= Redevelopment agency =

A redevelopment agency (RDA) is a government body dedicated to urban renewal. Typically it is a municipal level city department focused on a particular district or corridor that has become neglected or blighted (a community redevelopment agency or CRA). In many cases this is the city's original downtown that has been supplanted in importance by a regional shopping center. Redevelopment efforts often focus on reducing crime, destroying unsuitable buildings and dwellings, restoring historic features and structures, and creating new landscaping, housing and business opportunities mixed with expanded government services and transportation infrastructure.

At one time, California had as many as 400 redevelopment agencies supported by tax increment financing.
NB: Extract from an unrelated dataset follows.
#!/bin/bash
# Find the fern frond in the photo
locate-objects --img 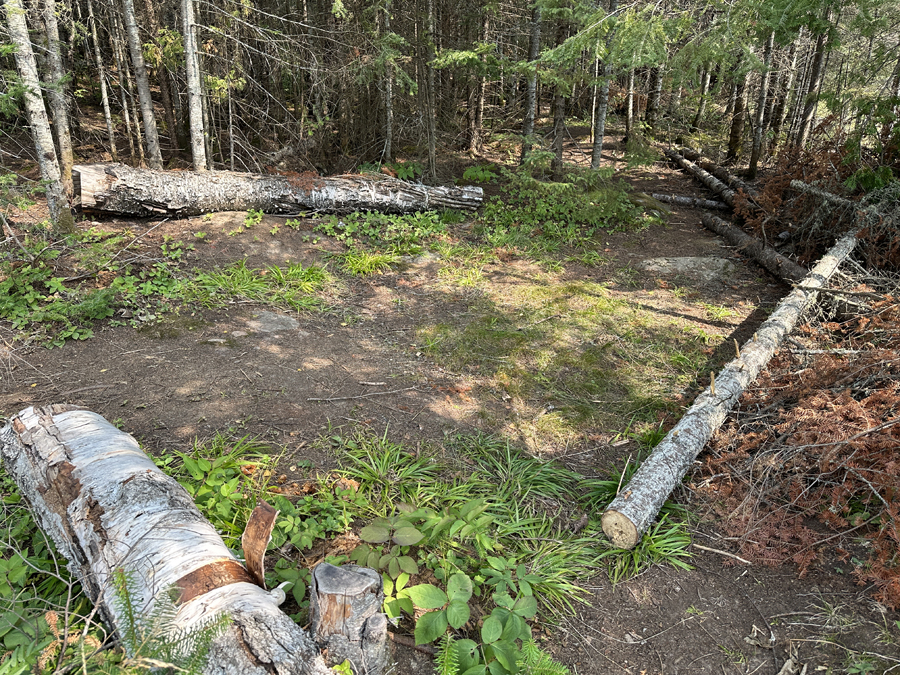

The 2008–2012 California budget crisis led to the dissolution of all redevelopment agencies in the state by February 1, 2012. Each redevelopment agency was replaced by a "successor agency to the redevelopment agency" that managed the wind-down process under the auspices of the California Department of Finance.

==Examples==
- The Las Vegas Redevelopment Agency has created many projects that have led to jobs growth and city beautification.
- The city of Richmond, California used its agency to refurbish Macdonald Avenue, Macdonald 80 Shopping Center the city's downtown and a transit village at the Richmond BART/Amtrak station and the creating of the Richmond Greenway among many other projects.
- The city of Fremont, California engaged in a redevelopment of Irvington station, focused on transit oriented development.
- The San Jose Redevelopment Agency redeveloped about 16% of the city's area, including Downtown San Jose.